Analysis of pig fetal fibroblast anti-CD2 knock-in clone #3. (A) Absence of αGal expression by clone #3 (red line); blue line, WT fibroblasts; black line, unstained WT fibroblasts. (B) Presence of anti-CD2 mAb diliximab in the supernatant of clone #3 (red line) detected as described in the legend to Fig. 2; blue line, positive control (20 ng/ml purified diliximab); black line, supernatant from WT fibroblasts. (C) PCR analysis to confirm correct targeting in clone #3 and in two piglets generated from clone #3 by somatic cell nuclear transfer. The schematic diagram (top) shows the expected genomic configuration for integration of the knock-in construct in GGTA1; the upstream and downstream homology arms (HA) are shown in yellow. Two primer pairs (red arrowheads; 5′ = UKI-F3/UKI-R2; 3′ = 117-F/1123-R), each with one primer outside and one primer within the targeting construct, were used with genomic DNA isolated from clone #3 fibroblasts (lanes 1), WT fibroblasts (lanes 2), two cloned piglets (lanes 3 and 4), and one WT piglet (lanes 5). Clone #3 and both cloned piglets generated upstream and downstream products of the expected size (1506 bp, lanes 1, 3 and 4, left hand gel; and 947 bp, lanes 1, 3 and 4, right hand gel, respectively), which were confirmed by sequencing.

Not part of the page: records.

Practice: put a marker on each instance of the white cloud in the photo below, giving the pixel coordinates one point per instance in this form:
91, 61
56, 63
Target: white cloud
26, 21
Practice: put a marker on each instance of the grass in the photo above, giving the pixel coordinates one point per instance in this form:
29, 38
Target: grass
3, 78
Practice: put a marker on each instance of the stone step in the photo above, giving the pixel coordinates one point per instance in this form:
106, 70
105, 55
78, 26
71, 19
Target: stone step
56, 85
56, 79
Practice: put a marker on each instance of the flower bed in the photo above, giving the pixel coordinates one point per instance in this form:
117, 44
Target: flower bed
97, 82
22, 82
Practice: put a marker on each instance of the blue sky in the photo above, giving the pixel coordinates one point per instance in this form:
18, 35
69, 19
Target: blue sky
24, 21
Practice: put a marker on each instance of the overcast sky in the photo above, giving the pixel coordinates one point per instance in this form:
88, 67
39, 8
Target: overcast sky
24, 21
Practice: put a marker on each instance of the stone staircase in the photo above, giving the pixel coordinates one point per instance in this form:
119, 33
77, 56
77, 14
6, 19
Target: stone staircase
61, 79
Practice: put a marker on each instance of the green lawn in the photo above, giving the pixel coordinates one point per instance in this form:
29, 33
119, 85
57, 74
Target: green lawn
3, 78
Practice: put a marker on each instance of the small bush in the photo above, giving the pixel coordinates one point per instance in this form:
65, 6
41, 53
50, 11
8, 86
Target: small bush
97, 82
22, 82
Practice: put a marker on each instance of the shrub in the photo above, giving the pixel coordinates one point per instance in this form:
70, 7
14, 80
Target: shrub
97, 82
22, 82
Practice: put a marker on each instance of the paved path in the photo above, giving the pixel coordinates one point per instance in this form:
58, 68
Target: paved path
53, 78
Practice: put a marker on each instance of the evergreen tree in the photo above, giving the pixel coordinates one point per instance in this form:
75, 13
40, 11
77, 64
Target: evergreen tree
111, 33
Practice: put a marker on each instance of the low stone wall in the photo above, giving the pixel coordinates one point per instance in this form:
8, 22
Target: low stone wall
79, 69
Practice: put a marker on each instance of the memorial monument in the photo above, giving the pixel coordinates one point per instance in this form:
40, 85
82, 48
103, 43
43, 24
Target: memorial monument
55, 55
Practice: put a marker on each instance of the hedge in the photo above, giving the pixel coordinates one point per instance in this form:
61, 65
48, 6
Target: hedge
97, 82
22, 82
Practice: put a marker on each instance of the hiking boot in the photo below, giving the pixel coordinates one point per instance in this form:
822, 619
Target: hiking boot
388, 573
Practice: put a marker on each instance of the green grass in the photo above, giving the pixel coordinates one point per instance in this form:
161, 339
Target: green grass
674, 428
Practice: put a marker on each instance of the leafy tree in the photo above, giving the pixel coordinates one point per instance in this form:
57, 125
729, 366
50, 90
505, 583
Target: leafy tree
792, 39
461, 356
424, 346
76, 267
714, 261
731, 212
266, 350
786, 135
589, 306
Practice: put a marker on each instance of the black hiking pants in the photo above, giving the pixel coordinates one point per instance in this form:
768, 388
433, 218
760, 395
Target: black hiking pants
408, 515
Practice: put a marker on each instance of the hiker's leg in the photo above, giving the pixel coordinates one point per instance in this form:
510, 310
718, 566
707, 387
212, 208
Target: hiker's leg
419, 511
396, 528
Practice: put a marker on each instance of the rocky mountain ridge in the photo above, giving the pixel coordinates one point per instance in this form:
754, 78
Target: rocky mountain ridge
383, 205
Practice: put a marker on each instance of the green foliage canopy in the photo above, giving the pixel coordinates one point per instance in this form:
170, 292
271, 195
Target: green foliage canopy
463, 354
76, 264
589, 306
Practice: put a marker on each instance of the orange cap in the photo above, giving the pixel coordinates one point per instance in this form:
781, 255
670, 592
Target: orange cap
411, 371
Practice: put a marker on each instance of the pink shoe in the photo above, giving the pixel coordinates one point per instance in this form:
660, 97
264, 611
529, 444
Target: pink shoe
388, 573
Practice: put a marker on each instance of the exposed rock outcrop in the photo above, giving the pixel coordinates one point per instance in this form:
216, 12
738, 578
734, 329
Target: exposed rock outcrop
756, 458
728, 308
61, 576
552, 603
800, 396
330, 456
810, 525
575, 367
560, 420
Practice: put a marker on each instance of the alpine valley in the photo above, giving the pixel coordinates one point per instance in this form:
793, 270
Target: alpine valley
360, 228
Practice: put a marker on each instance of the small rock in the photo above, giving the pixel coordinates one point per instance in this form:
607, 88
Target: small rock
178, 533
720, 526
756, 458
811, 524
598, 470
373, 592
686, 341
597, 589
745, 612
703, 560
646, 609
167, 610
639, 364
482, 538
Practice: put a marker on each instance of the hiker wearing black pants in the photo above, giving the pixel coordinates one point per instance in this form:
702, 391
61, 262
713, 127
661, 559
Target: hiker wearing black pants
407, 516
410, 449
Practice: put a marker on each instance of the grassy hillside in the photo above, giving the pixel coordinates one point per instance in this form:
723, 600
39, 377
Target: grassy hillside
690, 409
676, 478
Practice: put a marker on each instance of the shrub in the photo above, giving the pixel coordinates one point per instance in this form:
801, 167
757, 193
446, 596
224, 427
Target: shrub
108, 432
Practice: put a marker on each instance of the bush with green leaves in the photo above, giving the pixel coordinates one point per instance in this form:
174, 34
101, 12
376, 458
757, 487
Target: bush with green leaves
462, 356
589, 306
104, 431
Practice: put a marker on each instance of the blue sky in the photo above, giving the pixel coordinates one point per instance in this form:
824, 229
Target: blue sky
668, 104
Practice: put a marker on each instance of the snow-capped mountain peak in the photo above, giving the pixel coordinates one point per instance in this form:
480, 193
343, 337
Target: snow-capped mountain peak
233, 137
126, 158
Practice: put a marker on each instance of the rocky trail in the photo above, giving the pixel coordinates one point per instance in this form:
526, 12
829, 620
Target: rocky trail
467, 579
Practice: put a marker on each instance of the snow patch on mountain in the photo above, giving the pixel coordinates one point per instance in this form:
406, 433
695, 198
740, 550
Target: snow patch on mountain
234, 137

MW, molecular weight markers (λ/HindIII + θX174/HaeIII).

Figure 4

Anti-CD2 knock-in pigs. (A) Healthy appearance of the pigs. (B) Absence of αGal expression on peripheral blood leukocytes (PBL) (red line); blue line, WT leukocytes; black line, unstained. (C) Presence of anti-CD2 mAb diliximab in the serum (diluted 1:50) of a knock-in pig (red line), detected as described in the legend to Fig. 2; blue line, positive control (WT pig serum spiked with 200 ng/ml purified diliximab); black line, WT pig serum.